CONCEPT Cited by 1 source
Progressive screen-level RN migration¶
Progressive screen-level RN migration is the adoption mode for a brownfield React Native rollout: migrate one screen at a time, each on its own risk budget, while the legacy native app continues to ship through its normal release cadence. It is the rollout-time counterpart of React Native as a package — the integration architecture enables the progressive strategy.
Why screen-level granularity¶
The alternative — migrate the entire app to RN in one pass — fails for an app at consumer-app scale:
- Scope too large. Zalando's two native apps together host 90+ screens. A big-bang rewrite is a multi-year freeze with no intermediate business value (Source: sources/2025-10-02-zalando-accelerating-mobile-app-development-with-rendering-engine-and-react-native).

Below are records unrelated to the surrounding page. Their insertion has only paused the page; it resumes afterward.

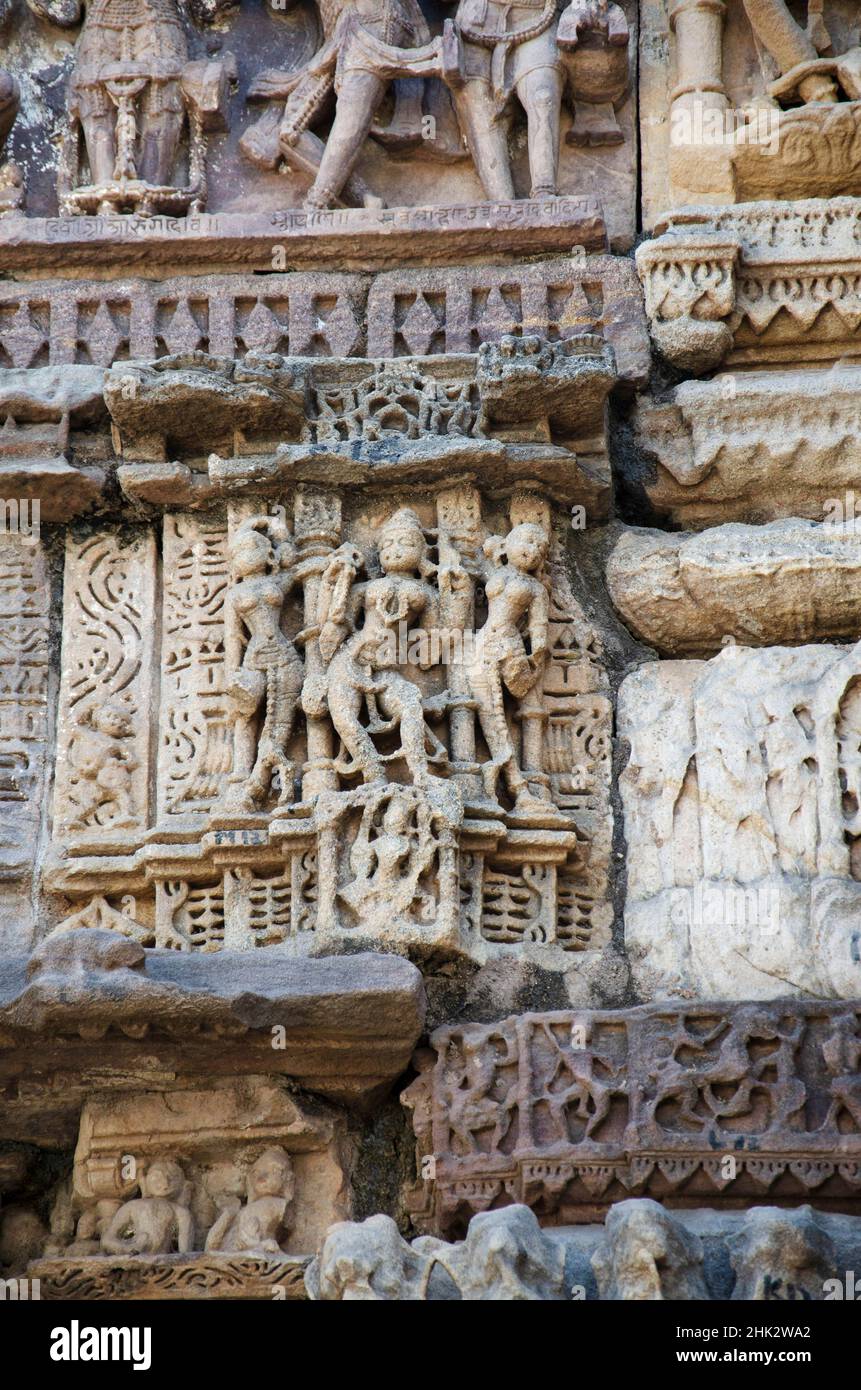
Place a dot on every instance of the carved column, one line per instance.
(698, 29)
(459, 540)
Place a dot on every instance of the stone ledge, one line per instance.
(341, 238)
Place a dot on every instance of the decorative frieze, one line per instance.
(569, 1112)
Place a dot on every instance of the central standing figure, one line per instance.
(363, 669)
(507, 50)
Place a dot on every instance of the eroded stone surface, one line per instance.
(740, 823)
(786, 581)
(573, 1111)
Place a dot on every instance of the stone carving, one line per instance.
(11, 180)
(263, 1221)
(195, 730)
(408, 312)
(490, 57)
(103, 766)
(740, 816)
(564, 1109)
(505, 1258)
(760, 106)
(156, 407)
(753, 448)
(363, 659)
(648, 1255)
(687, 595)
(141, 1278)
(537, 54)
(641, 1253)
(269, 676)
(367, 1262)
(516, 601)
(782, 1257)
(358, 720)
(761, 284)
(131, 95)
(93, 982)
(156, 1222)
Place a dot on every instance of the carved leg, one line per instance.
(487, 139)
(358, 100)
(344, 706)
(399, 702)
(540, 93)
(99, 134)
(789, 46)
(594, 124)
(160, 134)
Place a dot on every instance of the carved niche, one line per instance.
(214, 1193)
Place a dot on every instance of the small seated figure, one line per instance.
(159, 1221)
(92, 1226)
(263, 1222)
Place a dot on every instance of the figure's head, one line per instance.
(402, 545)
(526, 546)
(163, 1179)
(251, 553)
(111, 720)
(271, 1176)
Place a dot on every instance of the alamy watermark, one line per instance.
(728, 906)
(703, 125)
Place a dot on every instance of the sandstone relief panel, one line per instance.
(377, 722)
(570, 1112)
(430, 652)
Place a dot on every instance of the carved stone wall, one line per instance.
(430, 648)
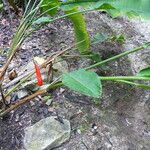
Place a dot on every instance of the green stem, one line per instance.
(114, 78)
(147, 44)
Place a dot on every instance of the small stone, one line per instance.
(49, 102)
(46, 134)
(78, 131)
(22, 93)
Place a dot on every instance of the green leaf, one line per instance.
(42, 20)
(80, 31)
(114, 7)
(85, 82)
(94, 56)
(49, 4)
(145, 72)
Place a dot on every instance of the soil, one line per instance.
(120, 120)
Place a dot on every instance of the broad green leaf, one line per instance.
(49, 4)
(85, 82)
(119, 38)
(145, 72)
(42, 20)
(80, 30)
(94, 56)
(114, 7)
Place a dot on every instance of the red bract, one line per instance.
(38, 74)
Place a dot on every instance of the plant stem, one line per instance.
(113, 78)
(147, 44)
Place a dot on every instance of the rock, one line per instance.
(46, 134)
(22, 93)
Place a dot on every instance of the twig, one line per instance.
(3, 97)
(21, 102)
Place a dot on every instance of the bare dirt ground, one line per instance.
(121, 121)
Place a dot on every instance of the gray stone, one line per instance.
(22, 93)
(46, 134)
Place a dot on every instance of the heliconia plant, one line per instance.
(85, 81)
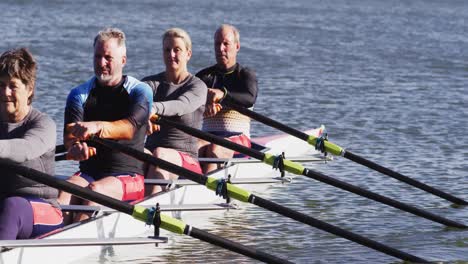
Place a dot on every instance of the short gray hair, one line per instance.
(111, 33)
(234, 30)
(178, 33)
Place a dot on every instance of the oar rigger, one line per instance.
(245, 196)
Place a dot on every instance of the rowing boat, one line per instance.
(181, 200)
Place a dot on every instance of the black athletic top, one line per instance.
(129, 100)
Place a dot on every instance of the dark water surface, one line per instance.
(387, 78)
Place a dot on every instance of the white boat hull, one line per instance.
(117, 225)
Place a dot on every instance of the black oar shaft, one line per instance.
(301, 135)
(261, 202)
(129, 209)
(380, 198)
(214, 139)
(268, 121)
(335, 230)
(244, 250)
(358, 159)
(70, 188)
(317, 176)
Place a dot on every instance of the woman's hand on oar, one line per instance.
(339, 151)
(141, 213)
(245, 196)
(298, 169)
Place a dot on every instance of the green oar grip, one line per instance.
(233, 191)
(329, 147)
(289, 166)
(168, 223)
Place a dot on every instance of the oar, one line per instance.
(339, 151)
(141, 213)
(298, 169)
(61, 154)
(245, 196)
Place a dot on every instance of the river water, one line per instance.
(387, 78)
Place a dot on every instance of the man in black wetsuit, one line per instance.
(112, 106)
(227, 77)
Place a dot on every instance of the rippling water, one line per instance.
(387, 78)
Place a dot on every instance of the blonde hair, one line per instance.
(20, 63)
(178, 33)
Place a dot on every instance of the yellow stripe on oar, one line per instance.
(289, 166)
(329, 147)
(233, 191)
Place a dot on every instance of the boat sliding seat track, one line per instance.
(320, 143)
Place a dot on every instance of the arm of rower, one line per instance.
(246, 94)
(188, 102)
(36, 141)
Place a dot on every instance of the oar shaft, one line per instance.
(213, 139)
(358, 159)
(268, 121)
(242, 195)
(380, 198)
(129, 209)
(353, 157)
(244, 250)
(335, 230)
(70, 188)
(198, 178)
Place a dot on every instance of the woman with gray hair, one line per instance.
(27, 137)
(180, 96)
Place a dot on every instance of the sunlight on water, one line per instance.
(387, 79)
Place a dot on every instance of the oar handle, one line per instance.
(244, 195)
(245, 250)
(213, 138)
(211, 183)
(266, 120)
(140, 213)
(398, 176)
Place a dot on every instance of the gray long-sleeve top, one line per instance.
(183, 103)
(30, 143)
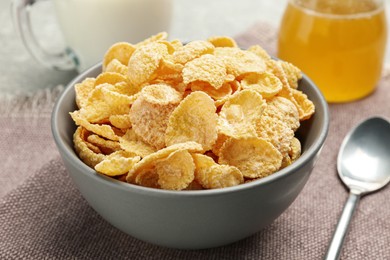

- Risk too concentrated. Any architectural mistake in the rewrite affects the entire app on first deploy. No gradient of de-risking.
- Team dynamics. Every team blocked on the RN migration simultaneously; feature development halts.
Screen-level migration inverts each of these:
- Scope is bounded per unit. One screen at a time; predictable-size effort.
- Risk is isolated. A broken RN screen doesn't take the rest of the app down; the legacy native screens continue working.
- Team dynamics. Teams self-select the screens they're ready to migrate; feature work continues on screens that haven't been migrated yet.
Dependencies¶
Screen-level migration requires three capabilities to be in place before the first screen migrates:
- RN-as-a-package architecture — so the legacy app can mount RN screens alongside native screens without restructuring the whole codebase. See concepts/react-native-as-a-package.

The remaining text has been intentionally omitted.